Po tej klęsce kreatorzy i nadzorcy tzw. systemu postkomunistycznego w Polsce zintensyfikowali działania dotyczące "nowoczesnej.pl" a jednocześnie podjęli próbę dyskredytacji i ośmieszenia A. Dudy... podobnie jak to czynili w przypadku ś.p. prezydenta L. Kaczyńskiego. Byli pewni, że młody A. Duda zostanie - m.in. poprzez "michnikoidalny i antypolski przemysł pogardy" - zniszczony u startu swojej prezydentury.
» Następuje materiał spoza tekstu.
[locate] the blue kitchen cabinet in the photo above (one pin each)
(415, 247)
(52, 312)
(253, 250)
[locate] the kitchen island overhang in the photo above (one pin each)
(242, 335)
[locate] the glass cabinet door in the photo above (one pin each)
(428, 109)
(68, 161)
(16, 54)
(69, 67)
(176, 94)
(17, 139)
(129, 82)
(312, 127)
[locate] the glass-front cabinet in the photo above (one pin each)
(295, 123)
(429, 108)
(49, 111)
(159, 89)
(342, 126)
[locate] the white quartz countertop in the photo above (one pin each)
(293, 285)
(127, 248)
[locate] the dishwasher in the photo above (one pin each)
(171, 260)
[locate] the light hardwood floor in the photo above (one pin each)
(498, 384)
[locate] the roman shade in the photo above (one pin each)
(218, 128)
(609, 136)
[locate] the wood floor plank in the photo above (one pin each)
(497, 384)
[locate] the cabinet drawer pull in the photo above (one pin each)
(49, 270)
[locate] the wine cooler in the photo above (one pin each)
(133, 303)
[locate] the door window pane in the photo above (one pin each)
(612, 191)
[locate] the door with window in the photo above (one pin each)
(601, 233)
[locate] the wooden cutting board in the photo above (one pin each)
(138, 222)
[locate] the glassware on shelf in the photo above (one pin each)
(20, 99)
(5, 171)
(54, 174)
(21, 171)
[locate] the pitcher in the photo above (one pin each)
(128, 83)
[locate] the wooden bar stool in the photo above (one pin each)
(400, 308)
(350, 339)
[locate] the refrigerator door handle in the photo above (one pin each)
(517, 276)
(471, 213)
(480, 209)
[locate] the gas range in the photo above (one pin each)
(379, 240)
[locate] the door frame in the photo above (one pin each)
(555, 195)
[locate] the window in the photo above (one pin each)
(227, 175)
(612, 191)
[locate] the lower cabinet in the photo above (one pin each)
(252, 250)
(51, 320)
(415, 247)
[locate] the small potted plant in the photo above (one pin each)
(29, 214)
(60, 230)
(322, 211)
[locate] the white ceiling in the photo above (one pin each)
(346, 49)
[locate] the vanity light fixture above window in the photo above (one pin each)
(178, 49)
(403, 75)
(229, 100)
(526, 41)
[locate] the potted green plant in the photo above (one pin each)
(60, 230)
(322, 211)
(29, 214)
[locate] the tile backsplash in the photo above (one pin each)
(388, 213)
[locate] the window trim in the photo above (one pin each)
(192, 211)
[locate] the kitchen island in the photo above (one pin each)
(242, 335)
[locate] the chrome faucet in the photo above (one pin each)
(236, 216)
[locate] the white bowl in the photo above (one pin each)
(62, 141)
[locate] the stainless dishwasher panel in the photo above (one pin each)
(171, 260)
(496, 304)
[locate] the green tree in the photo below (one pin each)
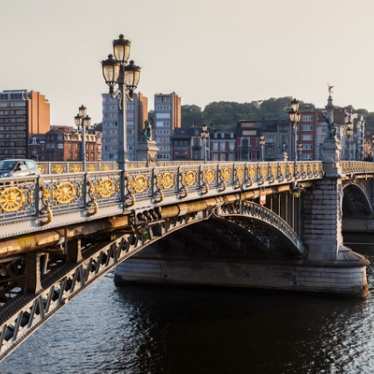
(191, 115)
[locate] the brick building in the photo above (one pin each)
(23, 115)
(167, 118)
(63, 143)
(137, 113)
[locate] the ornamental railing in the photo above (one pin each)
(357, 167)
(55, 200)
(261, 213)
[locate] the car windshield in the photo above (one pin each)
(7, 165)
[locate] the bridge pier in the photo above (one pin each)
(288, 276)
(322, 213)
Stąd próba medialnego ośmieszenia i zdezawuowania działań prezydenta A. Dudy rozpoczęta zaraz po jego wyborze. Zdawali sobie sprawę, że tylko w ten sposób mogą ewentualnie zapobiec niebezpiecznej (czyli oddającej władzę PiS-owi) przegranej PO w wyborach parlamentarnych. I tu znowu zostali zszokowani i doznali kolejnej porażki. A. Duda okazał się być na tyle elitarnie silny i obdarzony charyzmą męża stanu, iż nie byli w stanie w żaden sposób go "ugryźć" a ponadto prezydent udowodnił im, że jest ponad nimi, ponad ich skretyniałą i wydumaną "wyższością".  . Jego decyzje i nadspodziewanie mądry i godny sposób sprawowania urzędu okazał się czymś, czego nigdy nie mogli "chłopcy" przewidzieć. Przeciwnik okazał się za silny więc postanowili go "zamilczeć"... i dlatego też - trwający do dzisiaj - "zapis na prezydenta" m.in w mediach publicznych. A już dla środowiska A. Michnika taki patriotyczny prezydent i w dodatku Polak to największy koszmar, którego A. Szechter cały czas się bał od momentu wykreowanego sztucznie obalenia w Polsce komunizmu i robił wszystko, aby nie dopuścić do głosu takiej - nigdy niezwyciężonej - polskości w Polsce.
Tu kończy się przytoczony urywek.